# concorde tower JLT & satellite



## hado34 (Jun 12, 2013)

Dear
Is someone living in concorde tower and is using a satellite receiver to get free to air channels
I need help and advice on which device and which package i can get from this building

thanks


----------



## sammylou (Oct 29, 2012)

you could swing by and ask the management if there is a central satellite for the building in which case you can subscribe to OSN's service directly.

if not, you will not have a choice as to the provider, it will be du or etisalat and it will be fixed to one.

almost all buildings will have rules against mounting your own satellite dish on the balcony.


----------



## hado34 (Jun 12, 2013)

sammylou said:


> you could swing by and ask the management if there is a central satellite for the building in which case you can subscribe to OSN's service directly.
> 
> if not, you will not have a choice as to the provider, it will be du or etisalat and it will be fixed to one.
> 
> almost all buildings will have rules against mounting your own satellite dish on the balcony.


thanks for your reply
I have a Sat connexion in the living and bedroom, I suppose that a dish is on the roof.

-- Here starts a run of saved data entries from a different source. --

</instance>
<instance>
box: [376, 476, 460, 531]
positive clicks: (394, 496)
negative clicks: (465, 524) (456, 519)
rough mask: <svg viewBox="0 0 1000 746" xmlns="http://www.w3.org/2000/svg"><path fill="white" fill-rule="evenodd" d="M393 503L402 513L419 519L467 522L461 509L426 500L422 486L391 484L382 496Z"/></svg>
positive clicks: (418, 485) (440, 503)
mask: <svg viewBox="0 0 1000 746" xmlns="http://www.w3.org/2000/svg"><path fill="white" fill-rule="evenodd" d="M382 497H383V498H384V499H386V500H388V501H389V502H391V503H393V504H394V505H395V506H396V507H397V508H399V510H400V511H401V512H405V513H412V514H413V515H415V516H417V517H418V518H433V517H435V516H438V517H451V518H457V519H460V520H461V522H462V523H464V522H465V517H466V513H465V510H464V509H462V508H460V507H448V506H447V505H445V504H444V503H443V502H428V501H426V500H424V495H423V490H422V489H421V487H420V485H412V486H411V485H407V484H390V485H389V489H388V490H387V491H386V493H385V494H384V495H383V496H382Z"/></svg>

The security guards dont have any idea of it
In this building I didnt see any dishes in balconies so it should be not allowed there.

I already have internet with DU but i didnt take the full package because of no good french channels on them


----------



## nous8080 (Oct 21, 2013)

Hello,

maintenance people told me that the sat connection is active and working. I still didn't try with a receiver for free to air channels, but i will in "near" future.
If you will try before, please let me know!


----------



## hado34 (Jun 12, 2013)

nous8080 said:


> Hello,
> 
> maintenance people told me that the sat connection is active and working. I still didn't try with a receiver for free to air channels, but i will in "near" future.
> If you will try before, please let me know!


Dear
did you try to use it?
I got a receiver but i didnt success to get any channels, if you know how to set up it please let me know

regards


----------